Delays in hospital discharge continue to impact on A&E performance.

The Royal College of Physicians of Edinburgh (“the College”) has again expressed its concern about the delays in patient flow in Scotland’s hospitals and their impact on A&E performance. It comes after data revealed by the Royal College of Emergency Medicine (RCEM) indicated that the number of people in Scotland who waited 24 hours or more in A&E in the first half of this year was more than 250 times higher than in 2019.

In the financial year ending 31 March 2023, there were 661,705 days spent in hospital by people whose discharge was delayed, the highest annual figure reported. In comparison, in 2018/19 there were 521,772 bed days occupied by people delayed in their discharge. As such, the most recent annual figures have seen an increase of almost 140,000 bed days since then, a rise of 26.8%.  Monthly figures for the number of patients whose discharge was delayed in hospitals in Scotland show that levels remain high with over 1800 patients delayed in August this year, the latest month for which data has been published by Public Health Scotland. Again, in comparison in August 2018 1,458  patients were delayed so August 2023’s figures represent an increase of 350 patients or over 24%.

Speaking today Professor Andrew Elder, President of the Royal College of Physicians of Edinburgh, said:

We share the RCEM’s deep concern about the intense pressures on our A&E departments, not least as we approach the winter period, and the excessive waits that are being faced by far too many patients, which have increased substantially compared to pre-pandemic levels.

We consider that an important factor impacting on A&E department capacity is patient flow within our hospitals, with high levels of discharge delays meaning doctors are struggling to move patients from A&E to in-patient acute wards. In short, one of the reasons we can’t get people into hospital as quickly as needed is that we can’t get them home quickly. We understand the focus on patients arriving at A&E departments- the hospital ‘front door’- but we also need to pay real attention to getting patients who are medically fit to leave out of the hospital- the “back door” of hospitals.

Even if patient waiting times in A&E were much better than they currently are, the situation with delays in discharge is highly undesirable in and of itself. Most patients – and their families – want to get home as soon as they are able, and not spend unnecessary time in a hospital environment.

Delays in discharge do not only affect patient flow through our hospitals, but they are also detrimental to the welfare of patients and their families. It is essential that we make progress in reducing delayed discharges for the sake of patients, families, carers and services.

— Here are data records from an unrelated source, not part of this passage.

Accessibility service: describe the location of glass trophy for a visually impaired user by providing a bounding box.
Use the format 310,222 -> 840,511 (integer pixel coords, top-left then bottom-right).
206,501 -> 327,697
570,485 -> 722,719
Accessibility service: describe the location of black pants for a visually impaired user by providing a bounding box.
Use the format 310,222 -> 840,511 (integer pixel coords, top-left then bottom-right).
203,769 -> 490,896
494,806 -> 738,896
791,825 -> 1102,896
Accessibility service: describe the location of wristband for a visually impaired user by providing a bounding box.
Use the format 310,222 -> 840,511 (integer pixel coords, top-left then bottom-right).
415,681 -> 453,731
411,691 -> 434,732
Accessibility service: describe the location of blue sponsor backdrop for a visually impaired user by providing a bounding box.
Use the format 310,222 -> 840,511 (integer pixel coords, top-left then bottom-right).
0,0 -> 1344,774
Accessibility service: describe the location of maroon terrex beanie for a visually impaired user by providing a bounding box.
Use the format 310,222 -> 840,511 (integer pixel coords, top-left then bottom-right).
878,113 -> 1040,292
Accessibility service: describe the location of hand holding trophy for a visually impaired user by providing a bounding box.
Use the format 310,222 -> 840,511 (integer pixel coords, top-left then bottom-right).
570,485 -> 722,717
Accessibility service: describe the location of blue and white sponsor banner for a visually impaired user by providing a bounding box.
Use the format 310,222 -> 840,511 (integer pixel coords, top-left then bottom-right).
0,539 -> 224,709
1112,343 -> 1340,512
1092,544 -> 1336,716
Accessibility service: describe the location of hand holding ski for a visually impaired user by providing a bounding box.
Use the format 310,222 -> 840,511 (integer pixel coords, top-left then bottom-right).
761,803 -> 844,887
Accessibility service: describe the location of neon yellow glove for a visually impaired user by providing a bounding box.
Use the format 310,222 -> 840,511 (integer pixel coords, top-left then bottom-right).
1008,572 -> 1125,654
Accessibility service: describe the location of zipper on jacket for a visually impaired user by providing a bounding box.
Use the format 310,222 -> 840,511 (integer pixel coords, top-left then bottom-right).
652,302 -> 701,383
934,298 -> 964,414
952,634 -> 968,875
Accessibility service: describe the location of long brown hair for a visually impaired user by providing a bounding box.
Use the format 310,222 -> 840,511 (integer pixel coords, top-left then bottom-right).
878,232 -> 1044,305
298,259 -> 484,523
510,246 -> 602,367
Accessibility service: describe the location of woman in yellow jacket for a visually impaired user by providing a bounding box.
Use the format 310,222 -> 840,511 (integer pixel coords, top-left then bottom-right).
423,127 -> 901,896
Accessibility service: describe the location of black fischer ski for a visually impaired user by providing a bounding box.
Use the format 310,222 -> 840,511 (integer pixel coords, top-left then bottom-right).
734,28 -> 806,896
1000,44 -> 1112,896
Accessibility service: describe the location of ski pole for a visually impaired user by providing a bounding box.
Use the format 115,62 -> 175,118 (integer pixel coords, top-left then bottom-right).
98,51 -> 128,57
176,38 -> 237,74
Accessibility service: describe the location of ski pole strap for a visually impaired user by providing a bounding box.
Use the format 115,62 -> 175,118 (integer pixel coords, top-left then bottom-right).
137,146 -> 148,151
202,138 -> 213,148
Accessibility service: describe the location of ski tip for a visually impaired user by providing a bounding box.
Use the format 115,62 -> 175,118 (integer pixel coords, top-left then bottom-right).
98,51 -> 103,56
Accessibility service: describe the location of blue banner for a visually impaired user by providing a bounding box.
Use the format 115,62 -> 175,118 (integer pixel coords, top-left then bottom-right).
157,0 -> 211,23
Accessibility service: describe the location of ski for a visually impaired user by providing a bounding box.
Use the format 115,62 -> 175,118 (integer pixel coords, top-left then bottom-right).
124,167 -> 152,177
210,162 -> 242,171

The Royal College of Physicians of Edinburgh urges the Scottish Government to redouble efforts to support patients to return home after hospitalisation. This means valuing the social care workforce more than has been the case, attracting more people to work in social care, and providing better support for the many family and friends who act as informal carers in the community. It also means looking at reforms to adults with incapacity procedures to allow patients to move from acute wards into social care facilities while issues like guardianship are addressed.

Most delays in discharge are experienced by older people, especially those living with frailty and dementia. Alongside the British Geriatrics Society, we are backing calls for the establishment of an Older People’s Commissioner in both England and Scotland to advocate for the rights of all older people.